La réflexion stratégique est l'affaire de tous

Les jeunes entreprises innovantes sont de véritables viviers de compétences. Près de la moitié des dirigeants sortent des écoles d'ingénieurs, un quart possèdent un troisième cycle ou un doctorat. Une situation qui incite ces entreprises, lorsqu'elles embauchent, à se tourner vers d'autres diplômés. Cependant, ce réel potentiel intellectuel à portée de main reste souvent cantonné à une seule tâche, qu'elle soit technique, commerciale ou financière. L'astuce consiste à favoriser au maximum les échanges d'idées

et d'expériences en interne.

un "melting-pot" d'idées bien utilisé

Quatre ans après sa création, le français Business Objects affiche des résultats spectaculaires: 104,4 millions de francs de chiffre d'affaires pour les neuf premiers mois de 1994, 220 personnes dans le monde. Tout va bien pour cet éditeur de logiciels, leader des solutions d'infocentre et d'aide à la décision destinées au marché client-serveur (1000 clients, 25000 utilisateurs dans vingt pays), coté depuis peu -un cas d'école! - au Nasdaq américain. Un tel développement, les deux fondateurs (Bernard Liautaud, 32ans et Denis Payre, 31ans) l'avaient programmé.
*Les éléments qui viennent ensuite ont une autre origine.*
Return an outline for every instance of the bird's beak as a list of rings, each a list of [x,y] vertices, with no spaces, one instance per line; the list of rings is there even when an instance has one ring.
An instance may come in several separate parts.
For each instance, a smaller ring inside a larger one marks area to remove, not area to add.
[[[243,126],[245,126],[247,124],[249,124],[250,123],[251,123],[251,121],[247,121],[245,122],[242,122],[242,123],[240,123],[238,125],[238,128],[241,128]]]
Leur stratégie prévoyait dès le départ une percée technologique, une gestion originale, une internationalisation rapide et une culture d'entreprise forte.
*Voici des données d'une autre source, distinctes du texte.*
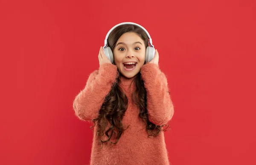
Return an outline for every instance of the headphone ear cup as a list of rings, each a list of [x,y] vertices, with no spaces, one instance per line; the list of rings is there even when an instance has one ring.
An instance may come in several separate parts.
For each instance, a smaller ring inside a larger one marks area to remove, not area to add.
[[[155,55],[155,49],[150,46],[148,46],[146,48],[146,54],[145,62],[150,62],[153,59]]]
[[[111,63],[113,63],[114,62],[114,57],[111,48],[109,47],[107,47],[106,48],[103,49],[103,51],[104,51],[105,55],[108,60],[109,60]]]

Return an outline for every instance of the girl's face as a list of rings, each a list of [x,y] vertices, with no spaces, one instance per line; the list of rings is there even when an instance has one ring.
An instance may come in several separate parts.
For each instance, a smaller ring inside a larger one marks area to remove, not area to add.
[[[115,64],[122,74],[127,78],[137,74],[144,64],[145,51],[144,41],[137,33],[123,34],[113,51]]]

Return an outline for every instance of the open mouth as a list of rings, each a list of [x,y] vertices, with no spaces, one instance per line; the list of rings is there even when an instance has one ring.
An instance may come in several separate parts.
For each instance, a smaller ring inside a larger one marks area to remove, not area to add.
[[[137,65],[137,63],[131,62],[131,63],[124,63],[124,67],[128,69],[132,69],[136,66]]]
Intervenir dans les grandes orientations à prendre

Pour y parvenir, les deux créateurs ont appliqué plusieurs méthodes: tout d'abord, ils ont attiré des managers de très haut niveau (auparavant chez les grands éditeurs de bases de données relationnelles) par un concept technologique novateur et par un système de "stock-options", levé aujourd'hui sur 7,5% du capital. D'autre part, ils n'ont pas hésité à responsabiliser l'ensemble des patrons opérationnels au sein d'un comité de management. Réunis chaque trimestre à Paris, tous les cadres dirigeants, français et étrangers, de cette société transnationale présentent leurs résultats et leurs plans prévisionnels de dépenses. Ce n'est pas tout: ils interviennent également dans les grandes orientations à prendre, en matière de prix, de packaging ou de techniques de vente, etc. Pour les questions d'actualité plus courantes, les points techniques à finaliser..., ce même comité se retrouve un soir par semaine à l'occasion d'une téléconférence. Selon Emmanuel Libaudière, directeur du marketing, "il n'y a pas d'autre solution si nous voulons coordonner l'ensemble de nos actions et les rendre le plus homogènes et consistantes possible, à l'étranger comme en France". Un modèle de gestion collégiale qui se décline aux niveaux hiérarchiques inférieurs. Par exemple, deux autres soirs de la semaine, c'est au tour des équipes techniques et commerciales de se réunir, via le réseau téléphonique. De telles méthodes permettent de coordonner, "sans que cela soit une contrainte", l'ensemble des décisions prises, mais surtout de faire sentir que "ici, tout le monde travaille ensemble".